Impact

This forum is read only and just serves as an archive. If you have any questions, please post them on github.com/phoboslab/impact

1 decade ago by Xaan

I'm a little bit confused about how you would go about using classes and extending from them with Impact. Keep in mind, I did read the documentation.

Say I have a player entity. I want the player entity to extend an entity called controllable - so that all of the handling of input and movement is done within the controllable entity. Should controllable actually be a class, instead of entity?

Say it is supposed to be an entity - so I create a new entity in a file called 'controllable.js', this entity of course extends impact's entity object (ig.Entity.extend({ ... ). I call this entity EntityControllable so that it complies with the file name, and then have its update function handle all movement.
Now, when I want to increase the x velocity of the player entity (which will extend this controllable entity) should controllable's update function refer to this.vel.x, or this.parent().vel.x?

Now how do I actually go about making the player entity extend the controllable entity? I tried making it:
EntityPlayer = ig.EntityControllable.extend({ ...
After requiring game.entities.controllable, but it just doesn't work. The game doesn't load.

Finally - a question about classes. How would you go about using classes with Impact? For example, where do I save classes, and how do I require and extend other classes and entities with them?

Also, in the docs, all the examples have classes be local. For example:
var Person = ig.Class.extend({...
But how would I go about making it independent, in it's own file, so that it can be required and then used with other classes and entities.

Thanks for your help,
Xaan

1 decade ago by Xaan

Well, as far as the player entity extending the controllable entity, it was an impact syntax error. I did ig.EntityControlalble.extend, instead of just EntityControllable.extend.

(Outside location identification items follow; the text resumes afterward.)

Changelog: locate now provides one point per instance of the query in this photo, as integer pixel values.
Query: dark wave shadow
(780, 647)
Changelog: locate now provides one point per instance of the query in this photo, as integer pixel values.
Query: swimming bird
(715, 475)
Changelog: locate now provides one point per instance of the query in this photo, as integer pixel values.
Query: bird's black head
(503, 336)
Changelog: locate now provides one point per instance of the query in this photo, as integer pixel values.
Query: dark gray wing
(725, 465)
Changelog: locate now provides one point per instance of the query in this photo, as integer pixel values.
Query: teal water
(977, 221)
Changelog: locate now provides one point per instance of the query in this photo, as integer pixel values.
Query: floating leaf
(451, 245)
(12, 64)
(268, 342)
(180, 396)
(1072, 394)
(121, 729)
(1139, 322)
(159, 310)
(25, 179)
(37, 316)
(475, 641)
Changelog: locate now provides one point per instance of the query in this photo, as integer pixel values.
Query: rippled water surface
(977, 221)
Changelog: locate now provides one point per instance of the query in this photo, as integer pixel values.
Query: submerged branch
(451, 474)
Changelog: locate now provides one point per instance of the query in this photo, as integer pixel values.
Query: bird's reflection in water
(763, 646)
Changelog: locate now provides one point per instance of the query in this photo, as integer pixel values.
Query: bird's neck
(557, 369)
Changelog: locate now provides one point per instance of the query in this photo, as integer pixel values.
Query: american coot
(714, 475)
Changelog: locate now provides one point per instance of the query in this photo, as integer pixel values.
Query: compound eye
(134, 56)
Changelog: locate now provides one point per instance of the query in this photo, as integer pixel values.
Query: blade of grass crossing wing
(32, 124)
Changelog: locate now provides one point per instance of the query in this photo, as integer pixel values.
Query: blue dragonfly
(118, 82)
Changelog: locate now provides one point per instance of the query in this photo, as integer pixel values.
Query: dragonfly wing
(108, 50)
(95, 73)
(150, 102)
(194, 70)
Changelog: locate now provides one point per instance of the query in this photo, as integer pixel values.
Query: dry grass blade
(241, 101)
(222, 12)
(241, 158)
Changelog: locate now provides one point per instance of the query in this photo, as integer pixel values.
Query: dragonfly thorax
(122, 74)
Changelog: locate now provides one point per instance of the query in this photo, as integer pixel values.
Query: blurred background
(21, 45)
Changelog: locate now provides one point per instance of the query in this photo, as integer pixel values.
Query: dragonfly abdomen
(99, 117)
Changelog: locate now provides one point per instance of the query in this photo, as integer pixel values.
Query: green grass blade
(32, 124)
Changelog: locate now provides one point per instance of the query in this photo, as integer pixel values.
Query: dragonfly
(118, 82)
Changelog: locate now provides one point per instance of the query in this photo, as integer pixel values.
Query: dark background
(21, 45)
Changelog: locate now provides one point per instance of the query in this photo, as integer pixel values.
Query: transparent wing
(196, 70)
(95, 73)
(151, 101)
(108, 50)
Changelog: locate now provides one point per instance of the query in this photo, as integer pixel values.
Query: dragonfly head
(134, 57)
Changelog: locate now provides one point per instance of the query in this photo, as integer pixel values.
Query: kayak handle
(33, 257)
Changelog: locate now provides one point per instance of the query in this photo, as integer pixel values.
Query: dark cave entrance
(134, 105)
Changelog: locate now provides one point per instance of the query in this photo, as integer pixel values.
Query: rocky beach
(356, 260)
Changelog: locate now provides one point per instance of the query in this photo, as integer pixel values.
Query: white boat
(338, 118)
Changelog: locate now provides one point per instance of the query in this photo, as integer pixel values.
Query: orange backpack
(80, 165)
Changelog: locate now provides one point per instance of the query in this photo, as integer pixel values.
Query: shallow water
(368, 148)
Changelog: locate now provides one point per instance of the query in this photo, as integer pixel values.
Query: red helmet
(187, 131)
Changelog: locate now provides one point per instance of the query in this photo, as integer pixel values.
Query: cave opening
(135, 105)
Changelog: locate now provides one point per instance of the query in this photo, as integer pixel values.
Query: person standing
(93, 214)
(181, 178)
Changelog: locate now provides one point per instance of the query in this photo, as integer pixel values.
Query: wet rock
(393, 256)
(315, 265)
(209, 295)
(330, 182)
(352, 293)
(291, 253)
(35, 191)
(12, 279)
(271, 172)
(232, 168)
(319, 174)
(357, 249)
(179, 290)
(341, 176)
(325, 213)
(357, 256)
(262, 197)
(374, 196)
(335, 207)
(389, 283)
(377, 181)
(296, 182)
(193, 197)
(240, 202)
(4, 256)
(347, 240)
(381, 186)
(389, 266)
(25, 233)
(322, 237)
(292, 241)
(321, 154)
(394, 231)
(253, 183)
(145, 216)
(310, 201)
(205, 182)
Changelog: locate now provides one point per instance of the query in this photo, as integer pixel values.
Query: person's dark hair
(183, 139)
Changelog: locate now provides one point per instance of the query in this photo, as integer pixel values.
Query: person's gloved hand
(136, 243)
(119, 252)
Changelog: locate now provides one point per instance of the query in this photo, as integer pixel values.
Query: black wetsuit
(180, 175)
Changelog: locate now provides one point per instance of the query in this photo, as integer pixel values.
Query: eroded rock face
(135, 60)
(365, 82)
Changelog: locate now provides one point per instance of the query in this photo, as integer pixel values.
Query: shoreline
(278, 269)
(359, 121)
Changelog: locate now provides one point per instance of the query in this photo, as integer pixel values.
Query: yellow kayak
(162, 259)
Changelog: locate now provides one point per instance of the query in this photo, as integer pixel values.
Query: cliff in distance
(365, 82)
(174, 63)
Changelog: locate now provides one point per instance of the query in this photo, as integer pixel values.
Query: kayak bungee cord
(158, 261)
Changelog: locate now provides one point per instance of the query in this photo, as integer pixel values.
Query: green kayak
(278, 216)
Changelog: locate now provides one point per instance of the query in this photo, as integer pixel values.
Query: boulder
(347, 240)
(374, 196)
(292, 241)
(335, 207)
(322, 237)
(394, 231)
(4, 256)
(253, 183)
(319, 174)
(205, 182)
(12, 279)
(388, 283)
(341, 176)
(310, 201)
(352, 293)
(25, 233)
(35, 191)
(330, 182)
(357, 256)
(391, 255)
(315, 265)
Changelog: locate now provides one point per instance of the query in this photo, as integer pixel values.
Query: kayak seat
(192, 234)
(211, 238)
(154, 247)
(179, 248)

If someone could still answer my questions about the usage of classes within impact, that would be great.

Thank you,
Xaan

1 decade ago by UltimateBrent

If you're doing entity extensions, the "base class" should still be an entity.

For instance, Bat extends FlyingEnemy extends Enemy extends Entity. That's overkill obviously, but you get the idea.

Each one of those would be its own file in the Entities folder. You don't have to do anything special to make them extendable, just extend them and you're done.

1 decade ago by Arantor

For example, where do I save classes, and how do I require and extend other classes and entities with them?


You can actually save classes wherever you like. At the top of each class, you have the defines() and requires() calls, and the name used indicates how it should be loaded.

E.g. if you define an entity as 'game.entities.myentity', it's going to look in lib/game/entities/myentity for it. Impact will deal with all the loading for you in this case, when you set the requires(), it will make sure that everything required is already loaded for you, which is how you are able to load dependencies (e.g. if you have a class that is a simple entity, it only requires impact.entity, but if you have your own entity base because of custom code, your later entities will only require the custom entity, which in turn will require the impact.entity class)

Any block of functionality, generally, should be wrapped into a class, and really an entity is just a specific branch of class (it's a class whose functionality centres around a game object that will potentially move every frame)

1 decade ago by Xaan

Thank you, this makes things much clearer.

I wonder what does it take to write your own "requires" algorithm... Not that I would want to replace the one that impact already has, just curious about how dominic did it...

1 decade ago by Arantor

Take a look at Impact's code, it should be in impact.js if I remember rightly.